The bull did not allow her to answer. "You have a choice," he said. "You can succumb and the pain will end ... reasonably fast. Or you can fight and tear yourself apart in the effort to free yourself. Which will it be?"

Faraday's mind jerked back to the test she'd undergone when she and DragonStar's other witches had sat under the crystal-columned dome in Sanctuary. Then she had answered ... then she had answered ...

Gods, then she had answered that the thorns should choose for her!

But she could not give that answer here, for it would warn Qeteb of the methods that she and her companions meant to use against the Demons.

"I will succumb," Faraday said softly, her soul screaming with every word, "for that is what I have always done."

"Yes! Yes! Yes!" screamed the horde, and they surged forward.

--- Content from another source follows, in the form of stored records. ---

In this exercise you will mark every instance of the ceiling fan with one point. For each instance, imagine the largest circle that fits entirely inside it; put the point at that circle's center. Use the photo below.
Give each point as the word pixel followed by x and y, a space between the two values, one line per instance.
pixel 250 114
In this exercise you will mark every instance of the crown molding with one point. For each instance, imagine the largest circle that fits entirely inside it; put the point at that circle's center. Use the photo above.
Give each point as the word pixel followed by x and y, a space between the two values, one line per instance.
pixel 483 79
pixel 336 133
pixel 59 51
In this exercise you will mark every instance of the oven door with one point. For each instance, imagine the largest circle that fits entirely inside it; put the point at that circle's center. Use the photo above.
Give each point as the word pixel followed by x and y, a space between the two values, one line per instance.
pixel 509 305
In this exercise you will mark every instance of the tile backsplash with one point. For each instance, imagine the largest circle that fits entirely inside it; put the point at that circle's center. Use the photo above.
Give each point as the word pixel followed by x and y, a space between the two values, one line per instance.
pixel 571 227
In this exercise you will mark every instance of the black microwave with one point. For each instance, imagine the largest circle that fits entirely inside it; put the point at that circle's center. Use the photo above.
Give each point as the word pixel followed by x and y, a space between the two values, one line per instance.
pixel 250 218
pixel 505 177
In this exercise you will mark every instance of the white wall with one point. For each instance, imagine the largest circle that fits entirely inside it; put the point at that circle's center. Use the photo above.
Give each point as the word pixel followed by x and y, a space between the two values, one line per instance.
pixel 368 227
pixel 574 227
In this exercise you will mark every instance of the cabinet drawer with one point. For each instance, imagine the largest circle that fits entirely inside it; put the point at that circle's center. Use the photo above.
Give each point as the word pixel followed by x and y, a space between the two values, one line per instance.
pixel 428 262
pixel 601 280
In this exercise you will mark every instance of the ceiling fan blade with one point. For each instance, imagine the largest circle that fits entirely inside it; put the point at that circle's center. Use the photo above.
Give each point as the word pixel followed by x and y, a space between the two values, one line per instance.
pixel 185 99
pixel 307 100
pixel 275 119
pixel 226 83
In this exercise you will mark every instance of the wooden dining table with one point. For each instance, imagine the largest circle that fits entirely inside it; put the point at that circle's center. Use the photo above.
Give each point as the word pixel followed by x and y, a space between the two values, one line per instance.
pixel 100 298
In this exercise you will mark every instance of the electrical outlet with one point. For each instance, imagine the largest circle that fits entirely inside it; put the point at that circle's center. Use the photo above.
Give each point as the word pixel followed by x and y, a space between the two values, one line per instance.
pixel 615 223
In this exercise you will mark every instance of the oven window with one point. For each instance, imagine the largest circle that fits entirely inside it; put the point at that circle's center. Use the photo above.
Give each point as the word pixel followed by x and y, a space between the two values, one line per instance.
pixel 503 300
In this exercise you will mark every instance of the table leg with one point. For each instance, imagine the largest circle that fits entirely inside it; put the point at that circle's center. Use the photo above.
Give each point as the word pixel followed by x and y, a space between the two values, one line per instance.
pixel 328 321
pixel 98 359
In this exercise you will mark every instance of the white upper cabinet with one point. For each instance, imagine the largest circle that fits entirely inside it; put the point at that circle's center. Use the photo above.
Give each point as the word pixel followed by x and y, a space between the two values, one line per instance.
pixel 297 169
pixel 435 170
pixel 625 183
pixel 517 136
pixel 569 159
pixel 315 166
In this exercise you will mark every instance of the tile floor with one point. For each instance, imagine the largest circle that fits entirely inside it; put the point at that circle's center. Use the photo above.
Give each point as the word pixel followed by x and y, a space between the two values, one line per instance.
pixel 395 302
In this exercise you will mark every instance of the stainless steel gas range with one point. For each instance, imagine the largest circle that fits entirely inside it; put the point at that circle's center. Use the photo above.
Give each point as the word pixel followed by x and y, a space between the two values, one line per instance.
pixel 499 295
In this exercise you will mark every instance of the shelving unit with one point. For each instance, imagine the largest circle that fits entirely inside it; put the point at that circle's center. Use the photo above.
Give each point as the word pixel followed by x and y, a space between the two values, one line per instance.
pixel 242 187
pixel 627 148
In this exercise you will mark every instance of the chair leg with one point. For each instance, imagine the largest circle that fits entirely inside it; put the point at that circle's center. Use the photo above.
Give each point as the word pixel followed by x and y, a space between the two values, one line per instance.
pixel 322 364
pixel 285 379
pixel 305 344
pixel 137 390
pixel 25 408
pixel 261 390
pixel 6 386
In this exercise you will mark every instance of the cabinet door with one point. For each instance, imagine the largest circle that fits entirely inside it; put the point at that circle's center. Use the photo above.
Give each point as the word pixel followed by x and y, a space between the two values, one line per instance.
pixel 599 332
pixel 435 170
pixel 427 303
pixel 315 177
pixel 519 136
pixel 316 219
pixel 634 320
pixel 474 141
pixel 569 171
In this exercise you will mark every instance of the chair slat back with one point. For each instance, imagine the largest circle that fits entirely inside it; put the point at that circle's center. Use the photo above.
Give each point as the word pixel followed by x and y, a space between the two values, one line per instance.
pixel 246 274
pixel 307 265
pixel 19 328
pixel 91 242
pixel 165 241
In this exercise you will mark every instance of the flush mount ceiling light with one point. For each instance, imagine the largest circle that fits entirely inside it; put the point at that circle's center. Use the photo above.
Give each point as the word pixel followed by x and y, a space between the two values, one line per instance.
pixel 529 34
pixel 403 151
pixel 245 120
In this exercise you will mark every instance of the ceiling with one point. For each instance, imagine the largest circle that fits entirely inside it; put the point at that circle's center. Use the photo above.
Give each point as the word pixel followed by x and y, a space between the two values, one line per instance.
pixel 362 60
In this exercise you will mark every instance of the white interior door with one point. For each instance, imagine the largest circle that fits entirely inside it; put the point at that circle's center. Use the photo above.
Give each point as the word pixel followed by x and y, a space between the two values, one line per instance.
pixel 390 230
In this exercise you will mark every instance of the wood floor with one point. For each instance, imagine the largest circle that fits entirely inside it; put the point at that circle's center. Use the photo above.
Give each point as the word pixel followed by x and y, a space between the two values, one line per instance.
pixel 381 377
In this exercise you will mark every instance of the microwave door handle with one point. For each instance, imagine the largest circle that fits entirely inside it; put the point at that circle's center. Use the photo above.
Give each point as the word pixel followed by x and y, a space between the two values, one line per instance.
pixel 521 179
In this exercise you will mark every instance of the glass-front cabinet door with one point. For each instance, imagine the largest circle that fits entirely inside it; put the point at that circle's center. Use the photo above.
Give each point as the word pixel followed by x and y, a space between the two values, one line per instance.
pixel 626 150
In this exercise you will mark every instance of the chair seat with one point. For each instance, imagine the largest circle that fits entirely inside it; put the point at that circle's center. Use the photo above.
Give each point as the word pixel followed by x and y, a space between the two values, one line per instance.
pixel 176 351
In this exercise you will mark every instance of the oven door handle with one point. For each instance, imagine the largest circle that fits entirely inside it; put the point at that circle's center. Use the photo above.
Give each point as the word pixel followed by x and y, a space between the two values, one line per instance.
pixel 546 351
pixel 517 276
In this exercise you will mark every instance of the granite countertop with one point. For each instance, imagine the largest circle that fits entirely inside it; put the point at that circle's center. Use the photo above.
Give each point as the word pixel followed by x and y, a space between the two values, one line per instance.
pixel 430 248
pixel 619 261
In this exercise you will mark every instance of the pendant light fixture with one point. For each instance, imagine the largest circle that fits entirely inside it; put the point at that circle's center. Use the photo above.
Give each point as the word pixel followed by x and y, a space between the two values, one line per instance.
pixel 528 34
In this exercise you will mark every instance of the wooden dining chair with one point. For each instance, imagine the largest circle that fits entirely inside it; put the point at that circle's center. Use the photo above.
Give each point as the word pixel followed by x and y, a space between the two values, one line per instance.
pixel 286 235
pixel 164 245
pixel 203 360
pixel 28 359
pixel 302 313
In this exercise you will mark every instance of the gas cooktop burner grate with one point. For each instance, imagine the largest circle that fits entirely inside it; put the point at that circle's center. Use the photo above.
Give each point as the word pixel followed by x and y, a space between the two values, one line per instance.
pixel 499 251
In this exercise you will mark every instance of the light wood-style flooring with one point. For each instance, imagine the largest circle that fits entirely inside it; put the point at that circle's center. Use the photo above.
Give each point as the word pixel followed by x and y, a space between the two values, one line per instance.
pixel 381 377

Faraday could do nothing to stop them, for she was overcome with despair and sorrow. Yes, she would succumb, for isn't that what she always did? Isn't that what fate demanded of her again? Isn't that what —

She lost consciousness.

Atop the rubble of Star Finger, DragonStar lowered his head and wept for her courage and for her despair.

"Now," he whispered, "please gods in heaven, now!"

When Faraday opened her eyes again, it was to the concerned gaze of a Wing Leader.

"My Lady Faraday," he said. "The beasts are either dead or driven back. You are safe."